Pukul 16.00 WIB, ibu-ibu mulai berdatangan. Tetangga sebelah rumah juga sedang membenahi keramik carport, sore itu suara mesin potong keramik masih lumayan berisik. Dengan memasang senyum ramah, emak pun melongokkan wajahnya ke sebelah, bertanya, apa tukang masih akan memotong keramik lagi. Si tukang pun dengan tak kalah ramahnya memberitau kalo suara berisik barusan, adalah potongan keramik terakhirnya hari itu. Emak menarik nafas lega.

Ketika ibu-ibu sibuk membahas kepengurusan majlis taqlim RT yang akan dibentuk, terdengar suara mesin fogging sudah mendekat. Emak sebagai tuan rumah, buru-buru menghampiri petugas fogging, memberitaukan kalo kediamannya lagi ada para ibu-ibu manis, baik hati dan pengertian, sedang mengadakan pertemuan sambil ngemil cantik.
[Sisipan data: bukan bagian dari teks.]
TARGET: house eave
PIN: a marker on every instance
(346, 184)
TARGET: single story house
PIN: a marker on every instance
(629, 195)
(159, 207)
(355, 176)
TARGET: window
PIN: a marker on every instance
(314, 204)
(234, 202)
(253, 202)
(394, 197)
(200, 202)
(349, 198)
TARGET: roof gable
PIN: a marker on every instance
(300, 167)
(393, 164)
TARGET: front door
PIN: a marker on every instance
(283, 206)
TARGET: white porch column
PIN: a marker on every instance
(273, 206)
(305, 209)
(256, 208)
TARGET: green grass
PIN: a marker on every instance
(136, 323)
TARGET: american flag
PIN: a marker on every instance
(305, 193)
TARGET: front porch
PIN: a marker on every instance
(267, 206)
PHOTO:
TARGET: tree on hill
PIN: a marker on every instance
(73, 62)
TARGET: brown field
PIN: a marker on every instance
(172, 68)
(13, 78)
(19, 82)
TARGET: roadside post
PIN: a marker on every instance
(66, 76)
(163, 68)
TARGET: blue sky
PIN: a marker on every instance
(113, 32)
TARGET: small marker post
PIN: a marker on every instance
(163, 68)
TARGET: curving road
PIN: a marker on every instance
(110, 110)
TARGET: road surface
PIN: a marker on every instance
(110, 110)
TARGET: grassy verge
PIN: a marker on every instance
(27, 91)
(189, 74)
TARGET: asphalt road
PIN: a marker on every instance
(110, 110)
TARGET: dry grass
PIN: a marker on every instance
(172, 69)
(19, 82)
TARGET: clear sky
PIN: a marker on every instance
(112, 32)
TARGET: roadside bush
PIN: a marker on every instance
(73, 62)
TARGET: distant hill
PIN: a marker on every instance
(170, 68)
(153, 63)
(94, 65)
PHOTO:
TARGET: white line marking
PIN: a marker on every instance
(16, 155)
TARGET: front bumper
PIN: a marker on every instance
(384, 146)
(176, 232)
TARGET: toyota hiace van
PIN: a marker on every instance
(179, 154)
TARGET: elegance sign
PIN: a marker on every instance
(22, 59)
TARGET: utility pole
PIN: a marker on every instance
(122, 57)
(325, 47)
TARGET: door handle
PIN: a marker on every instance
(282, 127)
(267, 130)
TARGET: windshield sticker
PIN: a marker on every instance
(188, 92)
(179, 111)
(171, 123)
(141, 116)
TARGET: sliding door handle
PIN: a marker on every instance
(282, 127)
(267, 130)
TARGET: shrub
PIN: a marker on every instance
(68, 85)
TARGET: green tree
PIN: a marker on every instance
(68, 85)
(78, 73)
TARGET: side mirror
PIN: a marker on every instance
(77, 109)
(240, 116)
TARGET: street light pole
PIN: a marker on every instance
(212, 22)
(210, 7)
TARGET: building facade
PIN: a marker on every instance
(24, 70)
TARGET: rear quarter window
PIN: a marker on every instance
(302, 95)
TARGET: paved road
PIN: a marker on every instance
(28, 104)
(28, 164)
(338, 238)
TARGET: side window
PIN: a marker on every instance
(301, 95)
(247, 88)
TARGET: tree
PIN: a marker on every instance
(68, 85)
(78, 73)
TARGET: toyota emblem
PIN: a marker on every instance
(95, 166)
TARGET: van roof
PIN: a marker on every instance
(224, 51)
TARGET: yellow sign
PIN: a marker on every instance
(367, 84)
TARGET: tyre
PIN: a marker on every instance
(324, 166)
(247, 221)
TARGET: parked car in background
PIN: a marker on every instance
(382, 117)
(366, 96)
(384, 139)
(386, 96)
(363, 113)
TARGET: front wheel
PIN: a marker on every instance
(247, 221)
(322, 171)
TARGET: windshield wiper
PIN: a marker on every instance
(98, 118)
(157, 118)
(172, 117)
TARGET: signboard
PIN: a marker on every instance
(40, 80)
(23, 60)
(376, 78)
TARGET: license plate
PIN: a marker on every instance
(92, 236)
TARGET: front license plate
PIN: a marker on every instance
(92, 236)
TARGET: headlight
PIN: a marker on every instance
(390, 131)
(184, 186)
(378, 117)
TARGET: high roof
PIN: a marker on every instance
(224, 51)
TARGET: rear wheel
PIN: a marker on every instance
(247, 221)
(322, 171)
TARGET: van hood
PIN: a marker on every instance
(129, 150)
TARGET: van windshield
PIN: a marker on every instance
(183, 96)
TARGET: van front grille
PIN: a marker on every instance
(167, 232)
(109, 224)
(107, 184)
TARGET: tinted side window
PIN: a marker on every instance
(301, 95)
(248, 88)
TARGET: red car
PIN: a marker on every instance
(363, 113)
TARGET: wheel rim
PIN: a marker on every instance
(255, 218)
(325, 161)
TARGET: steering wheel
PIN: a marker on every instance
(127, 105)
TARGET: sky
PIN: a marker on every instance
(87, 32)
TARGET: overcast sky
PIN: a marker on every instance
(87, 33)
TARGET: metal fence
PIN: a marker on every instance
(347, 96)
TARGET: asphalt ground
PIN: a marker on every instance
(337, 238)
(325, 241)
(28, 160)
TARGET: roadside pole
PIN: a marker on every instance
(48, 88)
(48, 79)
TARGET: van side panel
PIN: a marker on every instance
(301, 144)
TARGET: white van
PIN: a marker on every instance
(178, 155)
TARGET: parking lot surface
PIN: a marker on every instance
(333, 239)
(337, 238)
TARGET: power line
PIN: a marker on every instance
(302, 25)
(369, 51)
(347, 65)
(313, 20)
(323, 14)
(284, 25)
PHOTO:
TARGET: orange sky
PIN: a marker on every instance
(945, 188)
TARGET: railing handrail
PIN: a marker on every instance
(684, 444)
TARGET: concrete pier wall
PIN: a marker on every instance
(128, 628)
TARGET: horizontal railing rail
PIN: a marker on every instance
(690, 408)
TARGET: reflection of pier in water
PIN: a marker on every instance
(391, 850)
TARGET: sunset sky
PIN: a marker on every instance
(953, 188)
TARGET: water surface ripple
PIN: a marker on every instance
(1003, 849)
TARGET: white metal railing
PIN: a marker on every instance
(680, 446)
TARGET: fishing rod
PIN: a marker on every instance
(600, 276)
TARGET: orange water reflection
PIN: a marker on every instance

Petugas fogging pun lewat, pindah ke tempat lain dulu.

Belum selesai pertemuan ibu-ibu, hujan turun dengan derasnya. Acara yang awalnya di teras, akhirnya dipindah ke dalam. Emak dibantu ibu-ibu lain, akhirnya angkat-angkat karpet dan teman-temannya lagi 😛 .

Alhamdulillah, sampai acara pertemuan usai, hujan masih setia menyirami bumi. Semoga pertemuan ibu-ibu, semua kegiatan pada hari gerhana matahari total 2016 membawa kebaikan. Seperti hujan yang membawa berkah bagi bumi.

Kadang, disetiap pertemuan ibu-ibu, mulut jadi lebih aktif bicara dari sebelumnya, mata seakan lebih awas, lebih mudah menilai orang lain. Semoga emak dan ibu-ibu lain selalu ingat:

bahwa saat kau mulai membicarakan aib/ kejelekan/ kekurangan orang lain, sejatinya kau sudah mulai membuka kran waktu untuk terbukanya aibmu sendiri. Berhati-hatilah dengan mulut dan rasa ingin tahumu terhadap urusan orang lain.

***Yang sempat membaca tulisan ini, dalam hati akan berkomentar, “mak, catatan kegiatanmu pada hari gerhana matahari total 2016, benar-benar aneh, ga ada pesona keindahan penampakan mataharinya. Anggap aja ini adalah cerita ‘matahari kehidupan’ *halah*.